Now take out Israel and replace it with France, (recent events - November 2005) and voila we have something very similar in behaviour on the part of the arabs. The refusal to integrate.
This was made apparent about two years ago with the bankruptcy of many towns and villages.
The arabs refused to contribute to their upkeep by paying rates and taxes for garbage removal, sewage, public lighting etc., because it is money going to the Jews.
From the founding of the State there has been a refusal on the part of most arabs, Bedouin and Druze excluded, to participate fully in running a democratic state thereby creating a lack of confidence on the part of Jews to pay full attention to their demands in exchange for at most a fith column.
They are not cooperating to appease their arab "brothers" but continue to demand, as socialists do so well, of the State.

Of course for academics a socialogical study of the past 50 something years would be too contextual for their agenda.

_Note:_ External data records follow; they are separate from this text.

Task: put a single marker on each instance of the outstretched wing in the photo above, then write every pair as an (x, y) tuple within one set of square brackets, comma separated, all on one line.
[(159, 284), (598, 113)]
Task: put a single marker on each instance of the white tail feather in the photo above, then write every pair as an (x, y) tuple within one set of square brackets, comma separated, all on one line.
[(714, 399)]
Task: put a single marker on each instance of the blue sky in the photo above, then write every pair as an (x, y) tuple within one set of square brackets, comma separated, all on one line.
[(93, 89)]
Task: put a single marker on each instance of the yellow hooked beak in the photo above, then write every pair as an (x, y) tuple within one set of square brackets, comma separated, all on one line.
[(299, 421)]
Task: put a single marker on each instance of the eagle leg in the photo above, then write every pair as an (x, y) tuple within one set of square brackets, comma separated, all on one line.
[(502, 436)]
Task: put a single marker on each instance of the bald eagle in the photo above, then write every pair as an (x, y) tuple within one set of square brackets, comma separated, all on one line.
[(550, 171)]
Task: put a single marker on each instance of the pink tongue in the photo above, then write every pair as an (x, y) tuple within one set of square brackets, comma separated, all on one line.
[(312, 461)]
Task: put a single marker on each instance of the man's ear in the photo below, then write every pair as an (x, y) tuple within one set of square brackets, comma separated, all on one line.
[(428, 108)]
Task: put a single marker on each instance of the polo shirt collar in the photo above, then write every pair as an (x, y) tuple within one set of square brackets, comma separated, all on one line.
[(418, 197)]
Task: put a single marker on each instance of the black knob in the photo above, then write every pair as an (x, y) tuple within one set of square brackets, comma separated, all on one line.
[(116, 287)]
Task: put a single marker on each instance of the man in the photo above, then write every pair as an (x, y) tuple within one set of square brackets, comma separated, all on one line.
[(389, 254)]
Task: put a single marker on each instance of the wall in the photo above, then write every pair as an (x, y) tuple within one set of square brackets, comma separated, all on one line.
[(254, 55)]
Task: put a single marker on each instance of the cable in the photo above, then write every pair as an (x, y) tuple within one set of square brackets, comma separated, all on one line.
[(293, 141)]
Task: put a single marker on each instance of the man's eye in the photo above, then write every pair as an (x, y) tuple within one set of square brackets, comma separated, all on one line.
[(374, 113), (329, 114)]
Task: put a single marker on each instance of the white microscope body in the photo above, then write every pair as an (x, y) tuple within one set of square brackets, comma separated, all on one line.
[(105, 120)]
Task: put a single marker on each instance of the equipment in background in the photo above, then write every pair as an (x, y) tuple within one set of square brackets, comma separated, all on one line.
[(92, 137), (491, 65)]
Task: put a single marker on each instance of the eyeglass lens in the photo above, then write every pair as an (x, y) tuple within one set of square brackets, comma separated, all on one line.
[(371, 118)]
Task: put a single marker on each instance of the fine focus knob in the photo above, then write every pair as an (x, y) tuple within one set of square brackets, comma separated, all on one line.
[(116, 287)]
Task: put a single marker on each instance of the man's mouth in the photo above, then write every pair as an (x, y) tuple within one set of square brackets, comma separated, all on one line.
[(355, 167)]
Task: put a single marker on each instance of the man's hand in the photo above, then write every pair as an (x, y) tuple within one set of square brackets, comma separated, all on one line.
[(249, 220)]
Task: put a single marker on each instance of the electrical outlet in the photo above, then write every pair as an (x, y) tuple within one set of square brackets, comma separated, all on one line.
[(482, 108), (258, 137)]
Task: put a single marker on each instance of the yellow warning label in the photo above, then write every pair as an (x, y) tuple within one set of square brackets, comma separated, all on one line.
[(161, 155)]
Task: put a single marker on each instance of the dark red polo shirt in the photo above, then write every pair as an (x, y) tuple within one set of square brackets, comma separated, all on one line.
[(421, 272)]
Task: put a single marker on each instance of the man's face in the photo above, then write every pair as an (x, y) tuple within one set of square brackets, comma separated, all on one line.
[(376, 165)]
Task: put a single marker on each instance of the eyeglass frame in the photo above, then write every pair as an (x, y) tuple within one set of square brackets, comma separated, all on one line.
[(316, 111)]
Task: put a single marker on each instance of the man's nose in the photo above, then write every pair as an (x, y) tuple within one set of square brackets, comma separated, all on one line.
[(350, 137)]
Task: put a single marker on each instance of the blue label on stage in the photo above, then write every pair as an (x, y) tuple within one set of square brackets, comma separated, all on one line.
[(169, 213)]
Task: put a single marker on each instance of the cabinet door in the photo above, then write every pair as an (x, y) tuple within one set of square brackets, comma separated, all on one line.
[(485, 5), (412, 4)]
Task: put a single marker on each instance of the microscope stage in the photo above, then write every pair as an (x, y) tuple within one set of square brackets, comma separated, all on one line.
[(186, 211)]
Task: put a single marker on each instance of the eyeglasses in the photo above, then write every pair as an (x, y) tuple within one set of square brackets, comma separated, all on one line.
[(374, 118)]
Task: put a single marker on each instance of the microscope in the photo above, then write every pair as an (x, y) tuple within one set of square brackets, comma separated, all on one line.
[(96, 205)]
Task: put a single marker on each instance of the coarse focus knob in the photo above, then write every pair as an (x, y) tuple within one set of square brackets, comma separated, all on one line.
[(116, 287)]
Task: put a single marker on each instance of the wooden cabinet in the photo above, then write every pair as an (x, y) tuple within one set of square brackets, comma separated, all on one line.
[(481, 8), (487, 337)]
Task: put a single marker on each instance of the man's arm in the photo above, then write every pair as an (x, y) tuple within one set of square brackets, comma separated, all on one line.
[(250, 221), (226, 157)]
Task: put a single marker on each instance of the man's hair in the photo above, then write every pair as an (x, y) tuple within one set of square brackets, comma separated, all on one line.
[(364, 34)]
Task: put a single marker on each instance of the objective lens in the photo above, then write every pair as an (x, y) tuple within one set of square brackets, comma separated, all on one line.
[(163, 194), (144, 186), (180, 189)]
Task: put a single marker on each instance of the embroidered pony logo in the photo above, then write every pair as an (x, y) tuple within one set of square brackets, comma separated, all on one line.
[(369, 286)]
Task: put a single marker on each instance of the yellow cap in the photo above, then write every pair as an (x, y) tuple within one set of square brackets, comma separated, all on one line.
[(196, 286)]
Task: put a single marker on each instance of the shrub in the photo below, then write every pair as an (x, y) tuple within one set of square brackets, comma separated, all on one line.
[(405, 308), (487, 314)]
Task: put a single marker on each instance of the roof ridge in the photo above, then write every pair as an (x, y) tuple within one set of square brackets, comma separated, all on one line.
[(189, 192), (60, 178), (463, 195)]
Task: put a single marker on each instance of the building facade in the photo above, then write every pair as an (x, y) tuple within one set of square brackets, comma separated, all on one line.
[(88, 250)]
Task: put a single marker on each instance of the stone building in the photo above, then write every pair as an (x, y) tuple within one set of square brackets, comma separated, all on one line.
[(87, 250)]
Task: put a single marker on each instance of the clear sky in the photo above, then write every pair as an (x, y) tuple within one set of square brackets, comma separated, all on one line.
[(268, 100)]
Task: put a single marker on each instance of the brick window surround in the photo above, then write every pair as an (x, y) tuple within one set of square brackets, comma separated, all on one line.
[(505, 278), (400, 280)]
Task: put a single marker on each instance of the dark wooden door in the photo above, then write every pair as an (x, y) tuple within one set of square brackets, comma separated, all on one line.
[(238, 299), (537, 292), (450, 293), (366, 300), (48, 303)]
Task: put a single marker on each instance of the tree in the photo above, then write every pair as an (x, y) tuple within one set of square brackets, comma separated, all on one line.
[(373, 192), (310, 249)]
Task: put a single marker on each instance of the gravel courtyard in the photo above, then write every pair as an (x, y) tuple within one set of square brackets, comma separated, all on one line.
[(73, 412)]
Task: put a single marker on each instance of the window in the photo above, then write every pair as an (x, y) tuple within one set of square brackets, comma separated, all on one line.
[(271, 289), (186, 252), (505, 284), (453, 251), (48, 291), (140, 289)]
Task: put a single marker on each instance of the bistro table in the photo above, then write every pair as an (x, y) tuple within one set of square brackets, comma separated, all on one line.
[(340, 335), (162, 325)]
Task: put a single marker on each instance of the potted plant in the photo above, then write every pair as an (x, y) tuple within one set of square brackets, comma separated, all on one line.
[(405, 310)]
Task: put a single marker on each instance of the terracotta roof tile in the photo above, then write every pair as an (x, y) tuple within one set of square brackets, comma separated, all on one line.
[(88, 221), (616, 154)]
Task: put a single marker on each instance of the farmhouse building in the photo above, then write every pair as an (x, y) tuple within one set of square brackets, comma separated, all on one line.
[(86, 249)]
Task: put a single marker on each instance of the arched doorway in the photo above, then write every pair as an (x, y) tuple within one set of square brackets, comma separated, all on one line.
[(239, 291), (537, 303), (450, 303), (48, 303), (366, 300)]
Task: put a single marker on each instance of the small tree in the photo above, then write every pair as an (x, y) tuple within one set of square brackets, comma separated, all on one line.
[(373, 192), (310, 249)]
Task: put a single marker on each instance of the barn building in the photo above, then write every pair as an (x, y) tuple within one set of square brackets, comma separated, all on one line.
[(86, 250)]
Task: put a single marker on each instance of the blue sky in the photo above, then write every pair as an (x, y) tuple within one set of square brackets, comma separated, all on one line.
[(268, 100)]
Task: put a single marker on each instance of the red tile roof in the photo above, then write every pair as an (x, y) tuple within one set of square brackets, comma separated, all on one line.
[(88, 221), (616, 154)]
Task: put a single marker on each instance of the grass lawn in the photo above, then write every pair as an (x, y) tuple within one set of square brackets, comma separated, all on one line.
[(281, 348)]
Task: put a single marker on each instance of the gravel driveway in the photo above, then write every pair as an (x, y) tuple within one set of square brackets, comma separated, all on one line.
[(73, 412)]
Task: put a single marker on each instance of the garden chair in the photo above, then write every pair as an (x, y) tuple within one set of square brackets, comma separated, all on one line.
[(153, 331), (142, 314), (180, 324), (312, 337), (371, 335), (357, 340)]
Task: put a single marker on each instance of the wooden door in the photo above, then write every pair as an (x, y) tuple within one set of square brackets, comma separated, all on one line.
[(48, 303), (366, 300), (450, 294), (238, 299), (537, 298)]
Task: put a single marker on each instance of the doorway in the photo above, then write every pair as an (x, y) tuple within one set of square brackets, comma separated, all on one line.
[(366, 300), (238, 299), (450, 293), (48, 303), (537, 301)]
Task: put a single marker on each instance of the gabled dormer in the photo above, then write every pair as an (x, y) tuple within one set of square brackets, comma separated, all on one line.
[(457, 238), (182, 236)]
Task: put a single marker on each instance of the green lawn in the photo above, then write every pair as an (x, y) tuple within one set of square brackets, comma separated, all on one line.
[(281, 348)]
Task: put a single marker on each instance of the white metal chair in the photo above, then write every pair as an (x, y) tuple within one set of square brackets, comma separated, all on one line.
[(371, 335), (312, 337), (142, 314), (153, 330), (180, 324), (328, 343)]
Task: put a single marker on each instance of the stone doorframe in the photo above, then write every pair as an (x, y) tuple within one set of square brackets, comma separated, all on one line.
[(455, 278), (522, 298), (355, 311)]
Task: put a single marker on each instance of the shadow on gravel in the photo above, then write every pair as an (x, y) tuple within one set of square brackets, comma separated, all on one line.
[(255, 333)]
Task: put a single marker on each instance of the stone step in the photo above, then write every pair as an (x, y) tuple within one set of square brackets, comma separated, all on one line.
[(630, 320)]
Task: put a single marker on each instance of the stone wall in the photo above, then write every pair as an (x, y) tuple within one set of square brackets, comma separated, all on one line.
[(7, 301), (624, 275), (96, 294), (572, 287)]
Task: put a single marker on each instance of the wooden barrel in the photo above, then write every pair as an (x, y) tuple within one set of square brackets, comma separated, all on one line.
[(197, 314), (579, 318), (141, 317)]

What would be nice to see on paper is a serious study of what has accrued to the US from its support of Israel; that means all the technological advances in medicine, agriculture, electronics apart from improvements to F-16s, Arrow partnership and sending data from Mars.
Maybe there is someone capable of doing a Cold War accounting of Israel's contribution to America's position.

Martin Kramer has a nice rebuttal
http://www.geocities.com/martinkramerorg/2006_03_17.htm

" To answer Walt's simple argument, I'll respond with a simple question. If you need an ally somewhere, don't you want it to be the smartest, most powerful, and most resourceful guy on the block, who also happens to admire you? And what is the point of having an ally who's backward, weak, irresolute, and thinks in his heart of hearts that you're his enemy? That's the choice the United States faces in the Middle East.

It took the United States some twenty years to figure this out. Between 1948 and 1967, it believed in Walt's zero-sum concept of the Middle East. The United States recognized Israel in 1948, but it didn't do much to help it defend itself, for fear of alienating Arab monarchs, oil sheikhs, and the "Arab street." That was the heyday of the sentimental State Department Arabists and the profit-driven oil companies. "

The other mirror these learned profs didn't hold up to their thesis was the impact of Arab/Muslim lobby groups, native (i.e. CAIR, MPAK) or foreign, including endowing various university chairs, etc.